In fluid extraction well installations there is a frequent requirement to control a small number of subsea hydraulic devices, typically valves for example, on a manifold or other structure from a well head tree, located typically 100 m distant from the manifold/structure. The traditional method of implementing this requirement is to install a hydraulic jumper between the tree and the manifold/structure hydraulic devices and use a tree ‘subsea control module’ (SCM) to control these devices.
FIG. 1 illustrates a traditional arrangement for control of hydraulic devices, in this example valves on a remote manifold. A tree 1 houses an SCM 2, which is connected to the manifold 3. Each valve 4 on the manifold 3 is fed via a hydraulic control line 5 such that a directional control valve (DCV) in the SCM 2 controls the operation of one valve 4. Each tree around the manifold would be connected similarly to a respective set of three valves. Historically, hose-type jumpers 5 have been employed to link the hydraulic control from the SCM to the manifold valves. However, with the current trend for subsea wells to be at greater depths, fluid well installation companies are specifying steel tube jumpers, which are extremely expensive, both to buy and to install.
The requirement to operate hydraulic devices remote from the well head means that additional DCVs have to be integrated into the SCM. In general, SCMs are designed and manufactured as ‘common’ in that they contain sufficient DCVs to meet the requirement of a typical well. However, when further remote devices have to be operated, the ‘common’ SCM has to be modified which incurs substantial design costs. If, on the other hand, the ‘common’ SCM is designed to accommodate additional remote devices, then in many ‘straightforward’ applications the surplus capacity makes the SCM more expensive.
Intelligent downhole systems are becoming more common and generally require three hydraulic functions, operating at high pressure (typically 10 k to 15 k psi), inside the SCM. Not all wells need an intelligent completion. It is usual to have a ‘common’ design of SCM, so in many cases these three functions are unused.
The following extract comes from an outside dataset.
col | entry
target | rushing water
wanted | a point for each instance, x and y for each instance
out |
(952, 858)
Typically, an intelligent well system will also need an additional high pressure (HP) accumulator to ensure that operating the intelligent well does not adversely affect the ‘surface controlled sub-surface safety valve’ (SCSSV) which is also on the HP supply and vice versa.
FIG. 2 illustrates a traditional arrangement for the control of downhole hydraulic devices, in this example valves 6. The tree 1 carries an SCM 2, which is connected to the downhole valves 6 via hydraulic feeds 7.
It should be noted that such systems are not the only systems available, for example British Patent Application No. GB 0319622.7 describes a decentralized control system which does not use an SCM. Likewise the system as described in British Patent No. GB 2264737 describes a further system in which the SCM is replaced by a multiplicity of integrated electronic and hydraulic functions in modules, such as smaller and dedicated electronic units and hydraulic units. In contrast to these two described systems, while this invention also employs modules that contain electrically operated hydraulic functions and perhaps electronic functions in some embodiments, in the present invention they are under the control of an SCM.